LP: What other skills are helpful for this field of work?
MA: Working in groups. And as in any field, to be able to listen to people and communicate with them is a useful skill.
You also need really strong mechanical or fabrication skills. You have to be good at putting parts together, making things.
LP: What’s your favorite part of the job?
MA: I like mechanical design problems. For example, I often have to figure out how to mount a label or a banner. The designers know where they want to put things, but they don’t know how they actually get set up.
One of the nice things about working at the Villa is that there are only four preparators, so we all get to be carpenters and painters and metal fabricators.
LP: Are you an artist too?
MA: I’ve both painted and sculpted. Right now I’m building a studio in my back yard.
LP: Is it a special challenge to work with the antique objects that make up the Villa’s collection?
MA: The works are certainly older here at the Villa—except for the recent exhibition The Aztec Pantheon and the Art of Empire, which had “new” works, only about 500 or 1,000 years old. Because the works are older at the Villa, most everything has already been broken and repaired, which adds to its fragility. But really, the more modern pieces at the Getty Center are equally fragile.
Our goal is that nothing will ever suffer even the minutest bit of damage. Whether it’s our own work or on loan, it should look the same when it goes on display as when it comes down.

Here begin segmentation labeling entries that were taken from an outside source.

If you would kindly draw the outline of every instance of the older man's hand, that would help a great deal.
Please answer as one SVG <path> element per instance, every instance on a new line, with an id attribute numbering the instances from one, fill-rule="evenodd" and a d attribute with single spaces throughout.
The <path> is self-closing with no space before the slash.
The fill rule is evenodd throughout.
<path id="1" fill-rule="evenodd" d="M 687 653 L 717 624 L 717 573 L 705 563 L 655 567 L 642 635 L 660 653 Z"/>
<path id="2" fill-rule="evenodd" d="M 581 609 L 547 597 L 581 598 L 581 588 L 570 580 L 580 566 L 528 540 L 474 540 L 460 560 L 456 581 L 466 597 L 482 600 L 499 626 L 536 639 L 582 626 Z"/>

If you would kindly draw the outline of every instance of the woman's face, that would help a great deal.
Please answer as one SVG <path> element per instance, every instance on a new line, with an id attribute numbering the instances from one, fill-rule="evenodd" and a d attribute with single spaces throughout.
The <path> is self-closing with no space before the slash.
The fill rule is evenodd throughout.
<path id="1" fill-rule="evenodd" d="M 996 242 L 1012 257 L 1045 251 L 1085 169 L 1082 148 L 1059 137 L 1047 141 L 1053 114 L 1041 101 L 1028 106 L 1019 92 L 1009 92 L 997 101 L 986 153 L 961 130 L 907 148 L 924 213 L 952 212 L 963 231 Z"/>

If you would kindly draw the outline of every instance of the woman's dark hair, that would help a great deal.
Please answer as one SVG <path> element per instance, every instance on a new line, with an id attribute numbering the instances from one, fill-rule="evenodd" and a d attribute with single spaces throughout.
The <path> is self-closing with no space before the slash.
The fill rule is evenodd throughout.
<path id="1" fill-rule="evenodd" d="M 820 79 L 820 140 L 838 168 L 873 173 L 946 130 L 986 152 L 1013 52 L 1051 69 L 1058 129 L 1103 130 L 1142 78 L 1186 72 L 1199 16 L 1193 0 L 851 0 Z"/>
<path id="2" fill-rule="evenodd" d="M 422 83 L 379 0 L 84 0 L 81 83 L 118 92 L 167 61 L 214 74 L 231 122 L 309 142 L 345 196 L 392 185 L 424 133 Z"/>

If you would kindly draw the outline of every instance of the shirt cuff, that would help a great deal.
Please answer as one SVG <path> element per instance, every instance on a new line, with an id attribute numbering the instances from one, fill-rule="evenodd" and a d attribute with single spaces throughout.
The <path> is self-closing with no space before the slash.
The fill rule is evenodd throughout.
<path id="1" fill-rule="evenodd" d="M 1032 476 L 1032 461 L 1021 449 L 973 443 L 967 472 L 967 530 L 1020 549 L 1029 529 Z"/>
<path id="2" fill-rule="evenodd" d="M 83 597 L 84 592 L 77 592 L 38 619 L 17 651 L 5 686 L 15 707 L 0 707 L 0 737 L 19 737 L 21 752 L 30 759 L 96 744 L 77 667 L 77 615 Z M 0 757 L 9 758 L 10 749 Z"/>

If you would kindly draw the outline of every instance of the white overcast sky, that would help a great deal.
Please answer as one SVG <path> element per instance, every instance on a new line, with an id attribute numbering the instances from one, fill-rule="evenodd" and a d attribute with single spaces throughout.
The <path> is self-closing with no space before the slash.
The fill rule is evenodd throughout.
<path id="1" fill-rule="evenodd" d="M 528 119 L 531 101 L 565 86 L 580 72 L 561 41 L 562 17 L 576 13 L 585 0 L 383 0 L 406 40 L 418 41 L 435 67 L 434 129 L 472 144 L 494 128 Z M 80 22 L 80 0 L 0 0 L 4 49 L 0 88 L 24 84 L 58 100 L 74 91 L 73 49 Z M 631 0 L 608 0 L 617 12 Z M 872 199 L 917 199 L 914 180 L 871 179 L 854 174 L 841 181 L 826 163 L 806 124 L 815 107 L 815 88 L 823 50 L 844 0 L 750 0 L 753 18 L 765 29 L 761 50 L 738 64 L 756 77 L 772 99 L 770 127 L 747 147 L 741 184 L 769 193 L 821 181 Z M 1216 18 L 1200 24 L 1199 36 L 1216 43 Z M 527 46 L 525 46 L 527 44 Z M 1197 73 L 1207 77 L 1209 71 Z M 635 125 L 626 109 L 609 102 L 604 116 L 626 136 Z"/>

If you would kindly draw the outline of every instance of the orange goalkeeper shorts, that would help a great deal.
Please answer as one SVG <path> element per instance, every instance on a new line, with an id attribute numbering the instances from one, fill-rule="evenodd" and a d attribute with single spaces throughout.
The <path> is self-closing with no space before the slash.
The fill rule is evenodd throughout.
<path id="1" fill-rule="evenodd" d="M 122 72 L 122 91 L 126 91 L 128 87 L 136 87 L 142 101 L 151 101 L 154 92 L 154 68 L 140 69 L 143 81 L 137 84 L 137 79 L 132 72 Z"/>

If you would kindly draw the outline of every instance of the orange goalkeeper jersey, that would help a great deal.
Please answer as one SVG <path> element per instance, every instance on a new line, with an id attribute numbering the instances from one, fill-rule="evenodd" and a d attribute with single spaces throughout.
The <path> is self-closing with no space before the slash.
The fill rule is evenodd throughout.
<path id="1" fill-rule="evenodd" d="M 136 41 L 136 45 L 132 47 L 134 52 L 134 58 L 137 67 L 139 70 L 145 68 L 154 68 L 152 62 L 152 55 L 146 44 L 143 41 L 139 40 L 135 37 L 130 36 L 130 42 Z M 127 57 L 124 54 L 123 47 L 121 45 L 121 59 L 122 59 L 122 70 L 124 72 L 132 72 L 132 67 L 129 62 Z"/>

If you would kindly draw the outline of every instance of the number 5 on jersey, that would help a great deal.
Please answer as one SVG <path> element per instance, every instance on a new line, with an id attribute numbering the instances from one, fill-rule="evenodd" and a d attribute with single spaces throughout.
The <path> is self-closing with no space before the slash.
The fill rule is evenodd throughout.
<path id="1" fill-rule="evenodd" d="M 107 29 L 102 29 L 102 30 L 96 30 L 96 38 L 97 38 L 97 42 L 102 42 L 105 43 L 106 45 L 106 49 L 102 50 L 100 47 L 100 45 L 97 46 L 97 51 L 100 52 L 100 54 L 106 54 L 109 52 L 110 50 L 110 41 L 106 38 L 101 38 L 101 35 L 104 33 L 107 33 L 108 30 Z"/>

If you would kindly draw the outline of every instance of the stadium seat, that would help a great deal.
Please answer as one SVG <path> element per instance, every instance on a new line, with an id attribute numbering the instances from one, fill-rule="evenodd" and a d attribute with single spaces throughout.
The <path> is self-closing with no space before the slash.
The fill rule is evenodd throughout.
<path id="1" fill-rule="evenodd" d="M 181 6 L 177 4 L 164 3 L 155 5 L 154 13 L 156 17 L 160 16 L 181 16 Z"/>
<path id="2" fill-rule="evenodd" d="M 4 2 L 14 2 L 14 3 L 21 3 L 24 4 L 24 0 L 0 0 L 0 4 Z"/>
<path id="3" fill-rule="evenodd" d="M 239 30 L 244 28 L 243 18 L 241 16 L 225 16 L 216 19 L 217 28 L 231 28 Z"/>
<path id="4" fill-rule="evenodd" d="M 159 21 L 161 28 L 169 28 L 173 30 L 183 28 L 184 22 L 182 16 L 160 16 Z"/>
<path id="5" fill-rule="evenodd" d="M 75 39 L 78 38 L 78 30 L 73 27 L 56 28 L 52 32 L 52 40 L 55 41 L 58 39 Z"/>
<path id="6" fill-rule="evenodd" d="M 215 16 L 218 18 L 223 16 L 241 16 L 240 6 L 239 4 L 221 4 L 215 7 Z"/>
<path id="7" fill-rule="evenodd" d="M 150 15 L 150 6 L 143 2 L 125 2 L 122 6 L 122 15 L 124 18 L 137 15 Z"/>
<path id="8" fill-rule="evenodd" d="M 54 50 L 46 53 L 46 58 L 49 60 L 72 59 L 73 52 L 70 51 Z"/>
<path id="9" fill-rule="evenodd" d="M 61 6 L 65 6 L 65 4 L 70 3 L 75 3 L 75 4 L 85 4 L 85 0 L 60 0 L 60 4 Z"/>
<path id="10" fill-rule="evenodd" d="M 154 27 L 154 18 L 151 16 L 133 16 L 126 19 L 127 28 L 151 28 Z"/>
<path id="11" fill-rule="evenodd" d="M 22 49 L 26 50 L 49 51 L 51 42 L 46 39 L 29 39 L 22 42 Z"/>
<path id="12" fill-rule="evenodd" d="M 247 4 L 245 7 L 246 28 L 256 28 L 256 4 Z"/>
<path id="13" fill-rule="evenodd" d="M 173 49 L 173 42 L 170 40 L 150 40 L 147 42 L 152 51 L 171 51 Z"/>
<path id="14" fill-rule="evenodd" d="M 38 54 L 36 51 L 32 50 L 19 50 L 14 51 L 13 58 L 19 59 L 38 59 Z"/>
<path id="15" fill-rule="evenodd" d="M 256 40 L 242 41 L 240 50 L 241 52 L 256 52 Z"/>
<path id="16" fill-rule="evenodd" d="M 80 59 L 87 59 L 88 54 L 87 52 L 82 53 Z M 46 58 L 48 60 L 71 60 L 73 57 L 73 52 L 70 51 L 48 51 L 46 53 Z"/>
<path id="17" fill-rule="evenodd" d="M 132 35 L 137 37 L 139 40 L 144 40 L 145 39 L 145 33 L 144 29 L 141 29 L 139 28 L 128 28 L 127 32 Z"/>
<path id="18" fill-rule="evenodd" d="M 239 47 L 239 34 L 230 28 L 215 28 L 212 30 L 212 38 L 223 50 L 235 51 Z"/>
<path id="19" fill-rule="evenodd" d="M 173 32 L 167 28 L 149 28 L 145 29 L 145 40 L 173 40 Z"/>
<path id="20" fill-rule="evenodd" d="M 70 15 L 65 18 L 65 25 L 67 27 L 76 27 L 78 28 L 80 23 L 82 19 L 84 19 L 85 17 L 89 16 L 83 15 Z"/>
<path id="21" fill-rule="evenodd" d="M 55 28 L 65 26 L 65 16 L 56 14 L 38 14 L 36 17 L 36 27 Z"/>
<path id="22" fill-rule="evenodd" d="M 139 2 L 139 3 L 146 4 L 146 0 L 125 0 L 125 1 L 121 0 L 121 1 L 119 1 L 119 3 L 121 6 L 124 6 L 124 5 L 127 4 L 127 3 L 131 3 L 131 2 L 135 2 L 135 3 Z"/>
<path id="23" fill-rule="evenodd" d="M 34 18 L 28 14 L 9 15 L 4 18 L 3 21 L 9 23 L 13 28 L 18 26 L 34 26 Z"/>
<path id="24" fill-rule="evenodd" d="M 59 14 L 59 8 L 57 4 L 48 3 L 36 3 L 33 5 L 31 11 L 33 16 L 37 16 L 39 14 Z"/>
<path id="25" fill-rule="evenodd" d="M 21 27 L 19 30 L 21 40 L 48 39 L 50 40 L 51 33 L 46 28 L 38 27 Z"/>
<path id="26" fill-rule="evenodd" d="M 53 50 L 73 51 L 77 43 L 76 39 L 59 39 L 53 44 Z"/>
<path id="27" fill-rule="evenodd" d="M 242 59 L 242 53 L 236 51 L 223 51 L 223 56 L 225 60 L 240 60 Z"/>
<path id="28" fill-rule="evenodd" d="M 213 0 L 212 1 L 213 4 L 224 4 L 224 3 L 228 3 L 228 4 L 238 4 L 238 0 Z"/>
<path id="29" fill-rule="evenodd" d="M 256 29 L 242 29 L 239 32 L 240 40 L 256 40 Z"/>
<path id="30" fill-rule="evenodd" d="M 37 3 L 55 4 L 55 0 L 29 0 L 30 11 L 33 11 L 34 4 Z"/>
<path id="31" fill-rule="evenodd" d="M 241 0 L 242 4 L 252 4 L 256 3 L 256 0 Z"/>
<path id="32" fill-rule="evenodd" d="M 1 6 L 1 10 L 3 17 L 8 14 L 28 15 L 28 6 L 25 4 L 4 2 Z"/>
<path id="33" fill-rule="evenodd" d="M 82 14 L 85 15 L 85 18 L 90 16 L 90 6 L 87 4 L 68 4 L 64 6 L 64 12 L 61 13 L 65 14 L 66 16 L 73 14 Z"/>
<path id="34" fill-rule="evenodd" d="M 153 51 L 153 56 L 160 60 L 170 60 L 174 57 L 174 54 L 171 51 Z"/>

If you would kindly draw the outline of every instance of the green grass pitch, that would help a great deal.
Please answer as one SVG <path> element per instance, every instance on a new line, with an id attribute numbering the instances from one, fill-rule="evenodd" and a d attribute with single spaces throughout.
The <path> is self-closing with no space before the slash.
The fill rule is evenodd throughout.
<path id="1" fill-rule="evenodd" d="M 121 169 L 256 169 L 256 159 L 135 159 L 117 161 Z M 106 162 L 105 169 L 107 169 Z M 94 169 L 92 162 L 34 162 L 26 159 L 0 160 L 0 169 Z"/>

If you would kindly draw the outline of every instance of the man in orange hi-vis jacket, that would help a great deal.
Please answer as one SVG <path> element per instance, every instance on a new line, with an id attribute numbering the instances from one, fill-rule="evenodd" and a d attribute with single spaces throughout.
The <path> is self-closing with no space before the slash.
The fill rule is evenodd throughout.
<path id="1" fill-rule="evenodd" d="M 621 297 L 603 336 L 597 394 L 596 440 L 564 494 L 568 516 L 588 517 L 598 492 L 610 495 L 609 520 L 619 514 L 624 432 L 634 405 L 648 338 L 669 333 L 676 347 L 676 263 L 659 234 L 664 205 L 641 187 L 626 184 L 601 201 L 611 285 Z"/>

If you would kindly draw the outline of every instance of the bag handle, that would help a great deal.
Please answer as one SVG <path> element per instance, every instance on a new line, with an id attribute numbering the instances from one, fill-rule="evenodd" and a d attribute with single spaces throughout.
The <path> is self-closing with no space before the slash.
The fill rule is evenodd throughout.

It helps that a lot of the people here have worked as artists. One way to know how strong something is, is to break it. Of course, not the artifacts we work with! But if you’ve worked with stone, bronze casting, textiles, or any other medium, you have some idea of how fragile it is. We don’t learn from breaking ancient artifacts, but from breaking sculptures we’ve made ourselves.
LP: Is there a project that was particularly challenging or memorable? With The Aztec Pantheon the objects were very large, and I’m wondering if that posed a challenge for the preparators.
MA: Some people like working with really small objects and others with huge ones. I find it more interesting, and in a way more comfortable, to handle larger sculptures.
We did a show in 2009 called The Golden Graves of Ancient Vani, which had tons of small pieces of gold jewelry and beads. Handling these is a different sort of talent. You have to wear magnifying glasses when you’re working with objects on that scale. I guess I’d rather set up larger sculptures than tie little gold earrings to a mount with a tiny amount of filament.
LP: Tell me what it’s like to de-install The Aztec Pantheon and set up the next show, The Art of Ancient Greek Theater.
MA: The Aztec show was challenging because some of the objects were ceramic. Several works arrived in multiple pieces, and it took about a day to set up each piece. They’re ceramic with a metal armature inside, and they have to be interlocked in a certain way and stood up. So those are really interesting to take apart as well.
After the Aztec objects are packed up in crates and shipped out, we’ll take the exhibition furniture out of the gallery. The next team will come in and paint the gallery for The Art of Ancient Greek Theater. Then we’ll move in the new exhibition furniture. When the theater objects come in, we’ll unpack them and start installing. And be ready for whatever new problems need to be solved!